Afro-Hollywood, indeed much of black America, was incensed that last year’s Oscar race shut out the African-American community from contention in major nominations. Before that community and the nation celebrate that numerous black artists and their movies not only competed but “Moonlight” won the top prize this year, a few observations might be noted. The Academy of Motion Picture Arts and Sciences this year is serving up the same old soup, just warmed over.
The first African-American to win an Academy Award was Hattie McDaniel for her supporting role in 1939 in “Gone with the Wind”; she played a sassy slave. In accepting her award, she promised going forward to be “a credit to” her race. The first black man to win the best actor Oscar was Sidney Poitier in 1963 for portraying the simple, happy-go-lucky handyman Homer, in “Lilies of the Field.” Beginning with those first two and continuing in the ensuing decades, the mostly stereotypical images of blacks have been rewarded with the golden statuette in the major categories. Far less rewarded have been vehicles and actors whose presentations reflect the richness, roundness and groundedness that are the more prevalent African-diaspora experience.
Between 1929 and 2017, blacks in the motion picture business have won a total of 36 Academy Awards. Black portrayals and tales of drug addicts/dealers, murderers, women of flexible virtue and various other losers overpopulate the ranks of the winners.
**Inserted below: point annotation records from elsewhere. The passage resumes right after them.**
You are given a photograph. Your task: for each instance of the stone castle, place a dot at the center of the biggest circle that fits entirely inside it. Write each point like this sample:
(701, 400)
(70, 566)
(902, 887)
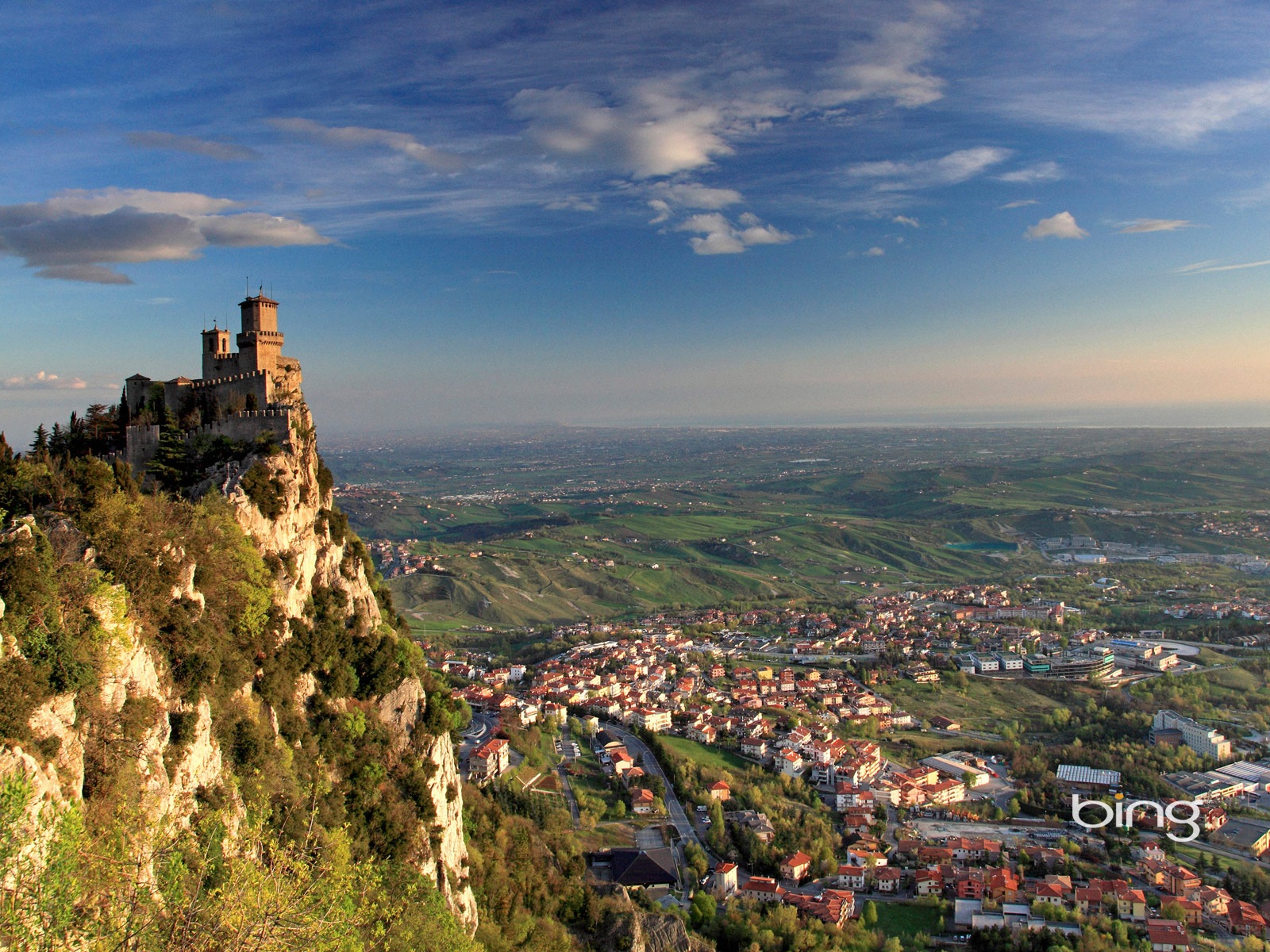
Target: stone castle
(241, 395)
This does not make the case that the winners were not deserving. By Hollywood standards, replete with subjectivity, racism and sexism, who can say which winner is more/less deserving? The casting couch, nepotism and other traditional influences may have accounted for a project getting green-lighted or a talent getting a part. But the tortured process of securing a nomination and winning an Oscar seems to be out of the reach of these factors. Racism, however, seems never to have been out of reach and does not appear to be today.
Here, as in life, there are exceptions to the rule. Yes, there was Lou Gossett Jr., who won an Oscar for best supporting actor in 1983 for his role as a kick-butt sergeant in “An Officer and a Gentleman.” And there is the 2016 best supporting actress winner Viola Davis, the upstanding Rose character, in “Fences.”
More typical wins, however, went to Denzel Washington, the angry slave soldier in “Glory” (1989) and the homicidal-cop lunatic in “Training Day” (2001), for which he won best supporting actor and best actor Oscars, respectively; Halle Berry, who performed naked in simulated sex scenes, in her best actress Oscar-winning role in “Monster’s Ball” (2001); Mo’Nique, the drug-addled pedophile mom in “Precious,” whose on-screen depravity was rewarded with the best supporting actress Oscar in 2009; and Mahershala Ali, in the role of a drug dealer in “Moonlight,” which won him this year’s best supporting actor Oscar.
One might argue, fairly, that white actors and their negative portrayals and productions win Oscars, too. After all, Frederick March played the despicable title characters in “Dr. Jekyll and Mr. Hyde,” and won the best actor Oscar for his efforts (1932). This year Casey Affleck won the Oscar for best actor for playing a suicidal loser in “Manchester By the Sea.” And of course bad-girl roles triumphed for Bette Davis in “Jezebel” (1938) and Vivian Leigh in “Gone with the Wind” (1939).
Notwithstanding, the fairly even balance of Oscar-winning roles for white hussies and jerks, sinners and saints, heroes and heroines, as well as the productions that spawn them, depict the sweep of the human condition to a far greater extent than we see in blackness on the big screen.
During the so-called “Blaxploitation” era of moviemaking in America in the 1970s and ’80s, hundreds of African-American pioneers got their starts and learned their crafts in frothy low-budget projects that filled theaters and made money. Black America accepted them with the hope, but not necessarily the expectation, that these were door-openers to the Hollywood establishment. New stereotypical characters — wise-cracking, sexy, cop-killing and/or gang-banging — were accepted in quest of better days. The old stereotypical on-screen depictions of African-Americans as slaves, menial workers, dimwits, servants of white starring-characters and assorted other inconsequential characters in earlier 20th-century roles had been supplanted.
As a fan of musicals since kindergarten, I plan to see this year’s Oscar-winning, mistakenly best picture “La La Land.” In addition, my wife and I were planning to see the actual best picture winner “Moonlight.” Then we read that the plot focused on the life trajectory of a violent, drug-dealing homosexual black thug, whose mother is a whore and a crackhead.
Maybe we will instead go and see again the riveting, multiple Oscar-nominated “Hidden Figures,” that wholesome real-life story of those ingenious, heroic and courageous black women mathematicians who helped John Glenn orbit Earth, and return back home safely, during the last days of Jim Crow America. Of course, it could not win this year’s best picture Oscar, for which it had been nominated.
Robert Hill is a Pittsburgh-based communications consultant (hillr012@gmail.com).
Correction (posted March 2): An earlier version of this column incorrectly included Samuel L. Jackson as an Oscar winner in 1994 for “Pulp Fiction.” He was nominated for best supporting actor that year but did not win.